When they parted, he was flourishing. He had mailed some poems to a literary magazine and they had been rejected. “Those pinheads,” he kept saying. “Those worthless pieces of junk they publish.”

Still she scans the tables of contents in the literary magazines, as well as the
Books in Print Author Index
, for her exlover's name. One day, she finds the name Larry Oliver, but the book is a mathematical treatise with an impossible title. She orders it anyway, through interlibrary loan. There is no picture on the flap, which means it couldn't be the poet's, who wouldn't publish a book without his picture on it. And its pages are filled with outlandish equations. When she brings it home, her husband discovers it. “What are you doing with this?” he asks. “One of my students left it in class,” she says, and she takes the book away from him abruptly as if it might betray her.

She has learned to admire, even to enjoy, her husband's quiet, easy style of lovemaking—his patient need, his attentive gaze, his subdued adoration of her body. Clearly, he intends to please her, so she is pleased.
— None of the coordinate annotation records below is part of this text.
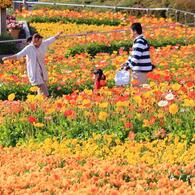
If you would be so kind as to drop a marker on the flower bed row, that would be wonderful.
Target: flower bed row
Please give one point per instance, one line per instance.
(145, 114)
(50, 173)
(75, 73)
(101, 42)
(91, 17)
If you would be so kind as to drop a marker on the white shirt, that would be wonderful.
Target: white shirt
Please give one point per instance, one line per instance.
(35, 58)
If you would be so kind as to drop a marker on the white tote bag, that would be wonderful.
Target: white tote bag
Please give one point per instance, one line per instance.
(122, 77)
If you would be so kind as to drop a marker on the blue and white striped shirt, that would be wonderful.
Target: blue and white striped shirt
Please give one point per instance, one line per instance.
(140, 57)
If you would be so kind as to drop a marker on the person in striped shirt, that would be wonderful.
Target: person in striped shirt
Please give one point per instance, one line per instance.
(139, 61)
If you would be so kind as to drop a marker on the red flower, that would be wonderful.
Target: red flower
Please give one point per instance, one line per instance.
(128, 125)
(32, 119)
(131, 135)
(69, 113)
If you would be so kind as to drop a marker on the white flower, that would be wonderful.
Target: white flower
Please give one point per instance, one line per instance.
(169, 96)
(162, 103)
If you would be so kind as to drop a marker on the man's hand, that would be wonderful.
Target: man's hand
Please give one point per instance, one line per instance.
(125, 66)
(59, 34)
(4, 58)
(13, 57)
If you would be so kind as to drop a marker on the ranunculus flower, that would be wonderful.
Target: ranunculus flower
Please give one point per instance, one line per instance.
(169, 96)
(162, 103)
(32, 119)
(173, 109)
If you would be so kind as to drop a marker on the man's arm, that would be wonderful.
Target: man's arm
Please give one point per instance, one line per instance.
(18, 55)
(50, 40)
(13, 57)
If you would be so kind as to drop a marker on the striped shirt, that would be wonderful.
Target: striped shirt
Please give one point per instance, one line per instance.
(140, 57)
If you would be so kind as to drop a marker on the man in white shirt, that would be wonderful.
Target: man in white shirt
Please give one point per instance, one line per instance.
(139, 62)
(35, 57)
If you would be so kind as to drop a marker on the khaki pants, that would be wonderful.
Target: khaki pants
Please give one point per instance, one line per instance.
(140, 77)
(43, 90)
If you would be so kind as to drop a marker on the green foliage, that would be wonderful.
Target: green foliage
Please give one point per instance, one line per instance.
(89, 21)
(94, 48)
(7, 48)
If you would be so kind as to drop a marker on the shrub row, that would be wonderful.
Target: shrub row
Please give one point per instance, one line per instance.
(65, 20)
(55, 90)
(94, 48)
(7, 48)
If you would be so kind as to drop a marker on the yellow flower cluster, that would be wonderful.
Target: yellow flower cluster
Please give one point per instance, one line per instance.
(168, 150)
(5, 3)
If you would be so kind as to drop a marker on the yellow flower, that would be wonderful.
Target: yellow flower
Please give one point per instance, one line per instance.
(30, 97)
(138, 99)
(38, 124)
(189, 103)
(86, 101)
(34, 89)
(173, 108)
(162, 103)
(88, 92)
(11, 97)
(122, 104)
(176, 87)
(103, 105)
(103, 116)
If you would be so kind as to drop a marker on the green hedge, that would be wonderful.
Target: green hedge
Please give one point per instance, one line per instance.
(89, 21)
(7, 48)
(94, 48)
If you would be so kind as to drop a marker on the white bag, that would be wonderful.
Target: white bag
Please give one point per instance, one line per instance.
(122, 77)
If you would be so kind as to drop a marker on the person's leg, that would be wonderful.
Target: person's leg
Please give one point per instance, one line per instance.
(43, 90)
(140, 77)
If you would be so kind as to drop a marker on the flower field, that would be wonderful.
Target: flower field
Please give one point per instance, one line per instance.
(124, 140)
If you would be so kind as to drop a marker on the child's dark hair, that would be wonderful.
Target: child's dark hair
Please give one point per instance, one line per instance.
(137, 27)
(100, 73)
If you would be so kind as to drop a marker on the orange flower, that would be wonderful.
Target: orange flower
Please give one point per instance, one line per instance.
(173, 109)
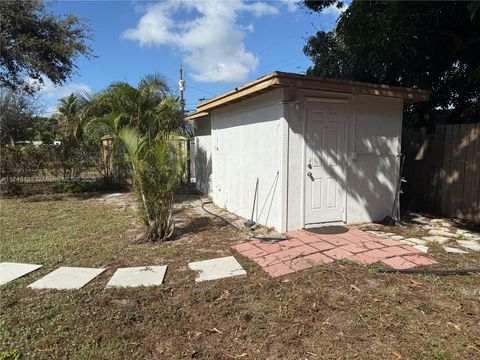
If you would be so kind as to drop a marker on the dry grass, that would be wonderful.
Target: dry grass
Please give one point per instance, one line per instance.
(337, 311)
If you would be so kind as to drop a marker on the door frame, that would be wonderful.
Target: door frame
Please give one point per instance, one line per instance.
(348, 115)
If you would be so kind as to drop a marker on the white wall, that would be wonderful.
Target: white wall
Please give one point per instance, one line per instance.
(373, 132)
(246, 145)
(203, 155)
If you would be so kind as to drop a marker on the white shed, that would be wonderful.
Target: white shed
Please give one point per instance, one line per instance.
(323, 151)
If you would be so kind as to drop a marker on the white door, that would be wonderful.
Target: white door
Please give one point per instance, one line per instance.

She thinks of time-lapse photography, the gentle unfolding of a bud into flower. And he is capable, too, of surprising her. He has been asked to write a book about turtles; he has accepted the offer. “I can take a sabbatical,” he explains. “We can go somewhere. We may as well go somewhere interesting. Where would you like to go?”

“Tahiti,” she says.

He believes her. “We'll need access to libraries,” he says. “An English-speaking country would be best. Or we could stay in the U.S. There are so many parts of this country I'd like to see. We could go to the Pacific Northwest. Or New England. You can finish writing there. We could live in London! We have to think about this!”

“Yes,” she says. She doesn't know what to think. She thinks of sailing round the world on a houseboat, but she doesn't know if such a thing is possible. And she imagines the two of them settling in a foreign city while continuing to live exactly as they did in Virginia—walking to the library, walking home, making do with a primitive kitchen. Maybe, she thinks, she should not take her husband seriously. He will never follow through with such a plan. He will lose heart at the very last minute and they will have to cancel all of their arrangements. But she is patient with him, and when he returns from town with an armload of travel brochures she takes the night off to look through them, exclaiming with him over the pictures.